Des mensualités étant restées impayées à leur échéance, la S.A. COFIDIS a, par lettre recommandée avec accusé de réception du 5 décembre 2024, mis en demeure Madame [E] [P] de s’acquitter des mensualités échues impayées, dans un délai de huit jours, sous peine de déchéance du terme. Puis, la banque a mis en demeure Madame [E] [P] de rembourser l’intégralité des sommes dues au titre du crédit litigieux par lettre en date du 20 décembre 2024.
Par acte de commissaire de justice du 23 mai 2025, la S.A. COFIDIS a ensuite fait assigner Madame [E] [P] devant le juge des contentieux de la protection du tribunal de proximité de Gonesse, afin d’obtenir sa condamnation à lui payer les sommes suivantes, au titre de la déchéance du terme ou, subsidiairement, de la résolution judiciaire du contrat, sous le bénéfice de l’exécution provisoire :
37.523,14 euros, avec intérêts au taux contractuel de 5,18%, à compter du 20 décembre 2024 et, à titre subsidiaire, à compter de l’assignation avec capitalisation des intérêts en cas de déchéance du terme et avec intérêts au taux légal à compter du jugement en cas de résolution judiciaire du contrat ; 800,00 euros sur le fondement de l’article 700 du code de procédure civile, outre les entiers dépens.
A l’audience du 20 novembre 2025, la S.A. COFIDIS, représentée par son conseil, maintient ses demandes dans les termes de son assignation. Interrogée sur le respect des diverses obligations édictées par le code de la consommation et les moyens pouvant être relevés d’office (nullité, forclusion, causes de déchéance du droit aux intérêts, caractère abusif de la clause de déchéance du terme), la demanderesse a rejeté toute irrégularité.
Citée par acte remis à étude de commissaire de justice, Madame [E] [P] n’a pas comparu ni a été représentée.
L’affaire a été mis en délibéré au 20 janvier 2026 par mise à disposition au greffe.
MOTIFS DE LA DÉCISION
La décision, susceptible d’appel, sera réputée contradictoire en application des dispositions de l’article 473 du code de procédure civile et rendue en premier ressort.
Selon l’article 472 du code de procédure civile, lorsque le défendeur ne comparaît pas, il est néanmoins statué sur le fond.
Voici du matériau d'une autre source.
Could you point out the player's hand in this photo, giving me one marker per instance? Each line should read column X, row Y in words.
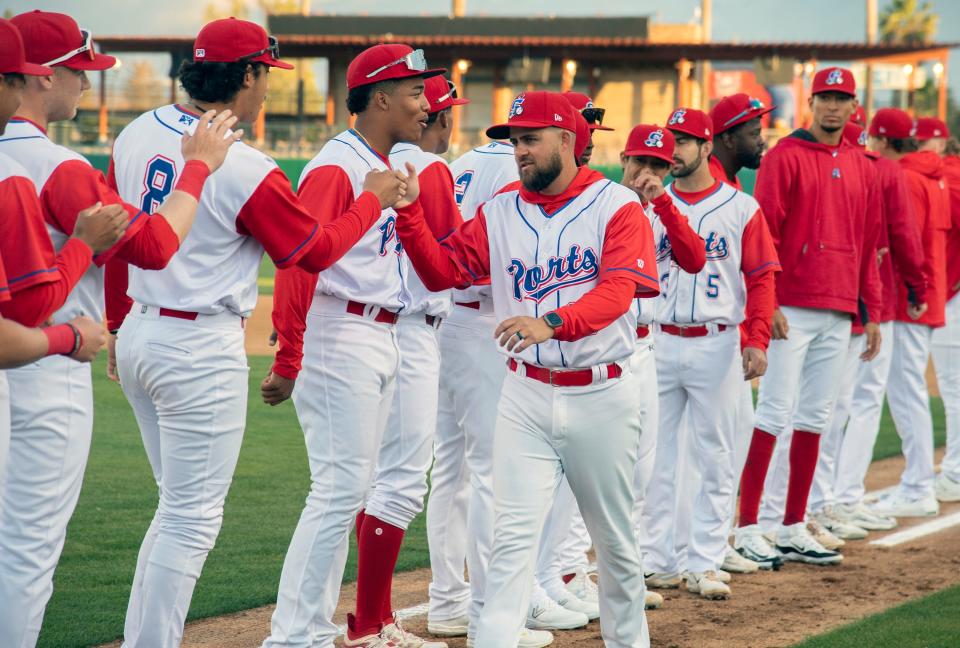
column 387, row 186
column 916, row 311
column 275, row 389
column 112, row 358
column 93, row 335
column 648, row 185
column 413, row 188
column 780, row 327
column 872, row 330
column 101, row 226
column 211, row 140
column 532, row 330
column 754, row 363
Le juge ne fait alors droit à la demande que s’il l’estime régulière, recevable et bien fondée.
Selon l’article R.632-1 du code de la consommation, le juge peut relever d’office tous les moyens tirés de l’application des dispositions de ce code.
Il convient donc, en l’espèce, d’appliquer d’office au contrat litigieux les dispositions du code de la consommation, dans leur numérotation et rédaction en vigueur au jour de sa conclusion, sur lesquelles les parties ont été en mesure de présenter leurs observations, conformément aux dispositions de l’article 16 du code de procédure civile.
1. Sur la forclusion
L’article R. 312-35 du code de la consommation dispose que les actions en paiement à l’occasion de la défaillance de l’emprunteur dans le cadre d’un crédit à la consommation, doivent être engagées devant le tribunal dans les deux ans de l’événement qui leur a donné naissance à peine de forclusion.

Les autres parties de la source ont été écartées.